Few brands are as well known as LEGO. The Danish construction toy has been massively popular since its creation in 1949, and today one can find legions of fans who design and build various sets. The company even has a system in place for designers to submit their ideas, which may be turned into is sets that can be sold. Ben Pitchford is one of these designers, and his latest proposal is a medieval blacksmith shop.


“When building this scene I tried to evoke the charm and lack of boundaries you might see in a medieval fantasy world,” Ben explains. “I really enjoyed building these charming little homes, with their twisted geometry, colorful roofs, and wooden beams throughout.”

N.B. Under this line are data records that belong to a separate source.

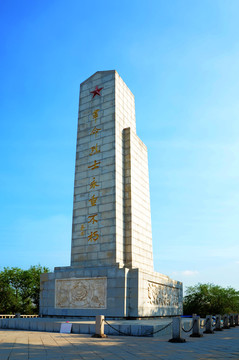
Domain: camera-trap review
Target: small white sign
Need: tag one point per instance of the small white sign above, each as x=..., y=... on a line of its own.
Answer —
x=66, y=328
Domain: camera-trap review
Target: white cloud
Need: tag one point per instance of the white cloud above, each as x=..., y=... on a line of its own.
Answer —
x=186, y=273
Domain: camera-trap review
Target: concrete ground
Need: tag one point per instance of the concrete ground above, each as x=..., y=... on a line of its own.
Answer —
x=27, y=345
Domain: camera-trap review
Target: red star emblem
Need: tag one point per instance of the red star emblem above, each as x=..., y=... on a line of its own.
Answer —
x=96, y=91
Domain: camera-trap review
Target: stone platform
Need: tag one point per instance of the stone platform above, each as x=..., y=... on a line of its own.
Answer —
x=110, y=291
x=121, y=327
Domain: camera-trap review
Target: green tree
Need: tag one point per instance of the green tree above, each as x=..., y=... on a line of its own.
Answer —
x=210, y=299
x=20, y=290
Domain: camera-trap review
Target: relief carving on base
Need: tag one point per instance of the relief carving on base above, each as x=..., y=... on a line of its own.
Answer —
x=81, y=293
x=162, y=295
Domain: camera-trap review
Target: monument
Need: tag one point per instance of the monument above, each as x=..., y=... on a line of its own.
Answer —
x=111, y=271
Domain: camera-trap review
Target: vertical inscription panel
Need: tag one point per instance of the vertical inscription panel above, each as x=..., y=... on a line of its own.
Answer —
x=93, y=231
x=81, y=293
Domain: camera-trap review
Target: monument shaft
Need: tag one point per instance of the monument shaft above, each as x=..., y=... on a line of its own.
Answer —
x=111, y=213
x=111, y=270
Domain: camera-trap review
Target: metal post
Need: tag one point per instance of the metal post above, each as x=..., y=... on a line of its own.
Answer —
x=99, y=326
x=196, y=327
x=226, y=322
x=218, y=323
x=176, y=331
x=232, y=320
x=208, y=325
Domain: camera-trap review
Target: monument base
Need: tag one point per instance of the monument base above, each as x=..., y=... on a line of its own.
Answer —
x=110, y=291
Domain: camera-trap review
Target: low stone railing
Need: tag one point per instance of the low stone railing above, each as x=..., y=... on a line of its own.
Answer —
x=210, y=324
x=8, y=316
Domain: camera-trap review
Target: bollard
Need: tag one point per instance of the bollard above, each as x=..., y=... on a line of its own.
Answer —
x=208, y=329
x=218, y=323
x=225, y=322
x=99, y=326
x=232, y=320
x=196, y=327
x=176, y=331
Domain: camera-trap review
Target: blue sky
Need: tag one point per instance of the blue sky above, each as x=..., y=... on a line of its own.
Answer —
x=180, y=59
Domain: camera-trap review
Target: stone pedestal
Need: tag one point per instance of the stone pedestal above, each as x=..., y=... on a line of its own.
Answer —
x=111, y=270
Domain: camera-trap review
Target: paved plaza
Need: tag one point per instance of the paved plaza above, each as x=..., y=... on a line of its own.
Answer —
x=26, y=345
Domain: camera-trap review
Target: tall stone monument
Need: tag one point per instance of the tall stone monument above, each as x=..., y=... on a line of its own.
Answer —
x=111, y=270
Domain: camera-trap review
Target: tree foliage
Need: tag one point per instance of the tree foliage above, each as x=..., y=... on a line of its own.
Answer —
x=20, y=290
x=210, y=299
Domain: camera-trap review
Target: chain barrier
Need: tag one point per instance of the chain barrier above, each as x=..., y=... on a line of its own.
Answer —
x=190, y=328
x=146, y=334
x=208, y=319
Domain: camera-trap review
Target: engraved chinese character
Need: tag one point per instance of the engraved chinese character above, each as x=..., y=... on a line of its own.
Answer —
x=82, y=230
x=92, y=218
x=93, y=184
x=95, y=131
x=93, y=236
x=95, y=165
x=94, y=150
x=93, y=200
x=95, y=114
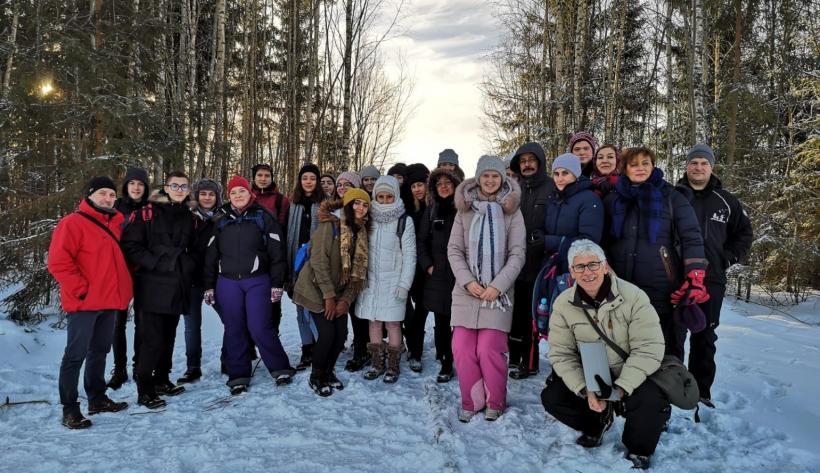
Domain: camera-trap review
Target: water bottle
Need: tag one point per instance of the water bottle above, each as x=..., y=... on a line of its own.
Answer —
x=542, y=316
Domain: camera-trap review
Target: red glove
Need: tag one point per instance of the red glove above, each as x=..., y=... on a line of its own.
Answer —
x=692, y=291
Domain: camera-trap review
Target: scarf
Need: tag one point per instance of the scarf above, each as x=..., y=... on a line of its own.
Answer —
x=488, y=248
x=353, y=246
x=384, y=213
x=649, y=198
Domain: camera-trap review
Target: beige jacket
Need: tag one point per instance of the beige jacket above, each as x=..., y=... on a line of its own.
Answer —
x=626, y=317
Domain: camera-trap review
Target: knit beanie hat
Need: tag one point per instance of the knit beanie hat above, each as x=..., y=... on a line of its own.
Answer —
x=350, y=177
x=206, y=184
x=100, y=182
x=568, y=161
x=701, y=150
x=448, y=156
x=353, y=194
x=583, y=136
x=398, y=168
x=311, y=168
x=387, y=184
x=414, y=173
x=370, y=171
x=491, y=163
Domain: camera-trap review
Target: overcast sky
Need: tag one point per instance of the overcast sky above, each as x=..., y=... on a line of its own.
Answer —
x=444, y=43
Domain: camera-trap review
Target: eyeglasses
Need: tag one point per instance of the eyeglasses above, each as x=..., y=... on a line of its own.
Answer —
x=593, y=266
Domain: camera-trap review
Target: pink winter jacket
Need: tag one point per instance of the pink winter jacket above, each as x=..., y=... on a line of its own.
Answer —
x=467, y=311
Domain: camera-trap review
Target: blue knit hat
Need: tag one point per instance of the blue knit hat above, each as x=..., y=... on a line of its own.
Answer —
x=568, y=161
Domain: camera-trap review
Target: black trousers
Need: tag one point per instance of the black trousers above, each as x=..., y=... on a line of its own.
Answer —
x=444, y=337
x=361, y=334
x=646, y=411
x=326, y=350
x=415, y=318
x=157, y=333
x=522, y=341
x=702, y=344
x=120, y=344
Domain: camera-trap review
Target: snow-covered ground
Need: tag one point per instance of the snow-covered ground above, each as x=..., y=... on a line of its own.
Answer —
x=767, y=417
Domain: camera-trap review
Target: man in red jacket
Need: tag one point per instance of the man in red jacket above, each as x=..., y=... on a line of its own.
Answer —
x=85, y=259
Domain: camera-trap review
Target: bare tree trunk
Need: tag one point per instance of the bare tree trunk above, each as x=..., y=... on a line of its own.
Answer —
x=731, y=134
x=13, y=44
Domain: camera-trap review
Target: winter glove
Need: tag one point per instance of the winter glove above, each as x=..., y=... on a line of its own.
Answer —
x=606, y=390
x=208, y=297
x=692, y=289
x=276, y=294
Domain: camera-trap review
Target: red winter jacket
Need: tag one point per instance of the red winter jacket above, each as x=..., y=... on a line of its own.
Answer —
x=88, y=264
x=275, y=201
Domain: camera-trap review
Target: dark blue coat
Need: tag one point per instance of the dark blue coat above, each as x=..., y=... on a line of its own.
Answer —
x=572, y=214
x=640, y=262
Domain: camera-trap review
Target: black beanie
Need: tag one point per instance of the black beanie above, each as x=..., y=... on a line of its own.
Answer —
x=417, y=172
x=310, y=167
x=100, y=182
x=398, y=168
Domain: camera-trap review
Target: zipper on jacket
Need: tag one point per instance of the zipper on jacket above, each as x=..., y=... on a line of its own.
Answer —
x=667, y=263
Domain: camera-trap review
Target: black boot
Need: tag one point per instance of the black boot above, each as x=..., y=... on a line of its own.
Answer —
x=118, y=377
x=307, y=358
x=191, y=375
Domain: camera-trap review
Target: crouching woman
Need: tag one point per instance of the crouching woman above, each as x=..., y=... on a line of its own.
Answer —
x=623, y=313
x=332, y=278
x=244, y=268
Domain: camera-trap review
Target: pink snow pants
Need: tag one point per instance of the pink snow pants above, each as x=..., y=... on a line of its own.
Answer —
x=481, y=365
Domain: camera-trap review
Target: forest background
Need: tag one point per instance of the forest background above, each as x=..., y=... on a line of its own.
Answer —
x=214, y=86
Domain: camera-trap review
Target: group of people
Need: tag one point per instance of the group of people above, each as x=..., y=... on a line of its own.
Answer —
x=389, y=249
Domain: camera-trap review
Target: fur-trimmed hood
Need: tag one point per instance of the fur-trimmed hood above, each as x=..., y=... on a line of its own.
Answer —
x=467, y=192
x=456, y=176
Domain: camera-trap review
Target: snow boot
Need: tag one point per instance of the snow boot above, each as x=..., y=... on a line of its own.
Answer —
x=107, y=405
x=167, y=388
x=334, y=382
x=319, y=385
x=151, y=401
x=191, y=375
x=446, y=372
x=307, y=358
x=393, y=362
x=118, y=377
x=76, y=420
x=377, y=359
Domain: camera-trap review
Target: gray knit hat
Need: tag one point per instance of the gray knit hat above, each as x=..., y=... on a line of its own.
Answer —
x=701, y=150
x=491, y=163
x=370, y=171
x=448, y=156
x=568, y=161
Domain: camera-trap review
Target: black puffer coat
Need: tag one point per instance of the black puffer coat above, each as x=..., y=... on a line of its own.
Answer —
x=534, y=190
x=637, y=260
x=240, y=248
x=158, y=244
x=726, y=229
x=432, y=236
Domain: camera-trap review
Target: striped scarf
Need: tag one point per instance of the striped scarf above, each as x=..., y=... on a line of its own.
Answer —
x=488, y=248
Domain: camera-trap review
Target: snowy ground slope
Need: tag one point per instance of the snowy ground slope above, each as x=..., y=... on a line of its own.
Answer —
x=767, y=419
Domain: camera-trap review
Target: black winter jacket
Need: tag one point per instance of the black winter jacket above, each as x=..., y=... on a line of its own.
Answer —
x=726, y=229
x=534, y=190
x=572, y=214
x=642, y=263
x=240, y=249
x=157, y=243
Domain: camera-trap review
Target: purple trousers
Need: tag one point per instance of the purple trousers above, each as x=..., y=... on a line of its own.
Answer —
x=246, y=308
x=481, y=364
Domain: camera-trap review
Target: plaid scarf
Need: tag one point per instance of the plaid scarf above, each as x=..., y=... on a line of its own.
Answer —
x=353, y=248
x=649, y=198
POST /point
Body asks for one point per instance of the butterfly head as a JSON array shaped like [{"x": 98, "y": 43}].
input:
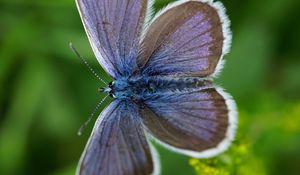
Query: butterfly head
[{"x": 107, "y": 89}]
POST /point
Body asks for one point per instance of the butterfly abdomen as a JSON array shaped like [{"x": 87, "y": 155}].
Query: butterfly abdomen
[{"x": 141, "y": 87}]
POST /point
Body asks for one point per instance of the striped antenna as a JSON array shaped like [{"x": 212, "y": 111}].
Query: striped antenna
[
  {"x": 86, "y": 63},
  {"x": 81, "y": 129}
]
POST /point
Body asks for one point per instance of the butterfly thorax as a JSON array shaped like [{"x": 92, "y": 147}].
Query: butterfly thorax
[{"x": 139, "y": 88}]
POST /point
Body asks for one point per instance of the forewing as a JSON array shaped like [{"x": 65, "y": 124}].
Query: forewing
[
  {"x": 117, "y": 144},
  {"x": 199, "y": 123},
  {"x": 187, "y": 39},
  {"x": 113, "y": 28}
]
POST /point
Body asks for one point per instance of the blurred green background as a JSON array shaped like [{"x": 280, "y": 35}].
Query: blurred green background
[{"x": 46, "y": 93}]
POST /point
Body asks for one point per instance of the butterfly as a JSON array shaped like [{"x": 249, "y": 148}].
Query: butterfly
[{"x": 163, "y": 67}]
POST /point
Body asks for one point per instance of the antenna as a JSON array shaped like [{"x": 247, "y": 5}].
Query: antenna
[
  {"x": 91, "y": 116},
  {"x": 74, "y": 50}
]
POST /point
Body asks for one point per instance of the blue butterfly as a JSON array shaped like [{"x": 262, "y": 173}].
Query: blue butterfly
[{"x": 163, "y": 69}]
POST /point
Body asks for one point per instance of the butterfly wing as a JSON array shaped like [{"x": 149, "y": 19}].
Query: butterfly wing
[
  {"x": 117, "y": 144},
  {"x": 113, "y": 28},
  {"x": 199, "y": 124},
  {"x": 187, "y": 38}
]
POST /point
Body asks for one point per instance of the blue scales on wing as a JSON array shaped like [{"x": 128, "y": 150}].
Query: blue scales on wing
[
  {"x": 185, "y": 40},
  {"x": 117, "y": 144},
  {"x": 191, "y": 122},
  {"x": 113, "y": 28}
]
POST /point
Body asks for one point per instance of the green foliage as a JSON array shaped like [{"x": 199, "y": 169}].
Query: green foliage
[{"x": 46, "y": 93}]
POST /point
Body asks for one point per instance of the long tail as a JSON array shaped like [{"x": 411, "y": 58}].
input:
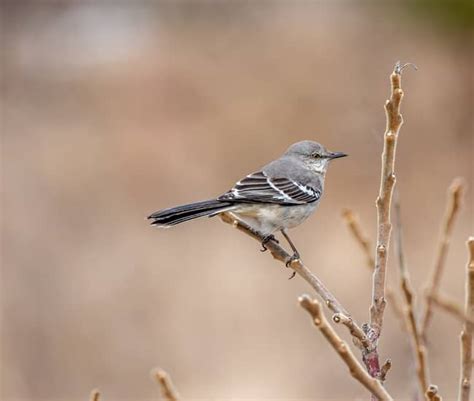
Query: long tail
[{"x": 179, "y": 214}]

After creating the building as part of a larger set for Brickworld Chicago 2019, where he won an award for “Best Individual Layout”, Ben redesigned the Blacksmith Shop and submitted it to LEGO. “It includes a full interior with removable roofs and opening back wall to access the inside workshop, armory, and leisure area,” he says. “Having an interior with lots of accessories that include a “light brick” for the exterior forge give an added play feature. I also eliminated a lot of parts to bring the total piece count down to approximately 2350 for a more realistic approach. I know there are a lot of adult fans of LEGO who would be interested in building more challenging sets that look like this and I would love to see a revival of this medieval/castle theme so I posted to the LEGO IDEAS page.”

Ben’s designs at Brickworld Chicago 2019

The process for getting a set idea is quite rigorous, and one of Ben’s previous ideas for a Medieval Watermill Project was rejected even though it reached 10,000 votes of support from fans. He believes that his new design has much a better chance of being accepted because of its reduced piece count and detailed interior.


Ben describes himself as “a big fan of anything medieval like castles, knights, the old dilapidated buildings, feudalism and their way of life so it was an obvious pick to recreate in the brick form. It’s definitely challenging to replicate this medieval architectural style using LEGO but when you place a few of these dilapidated buildings together on a village scene it’s a real eye catcher!”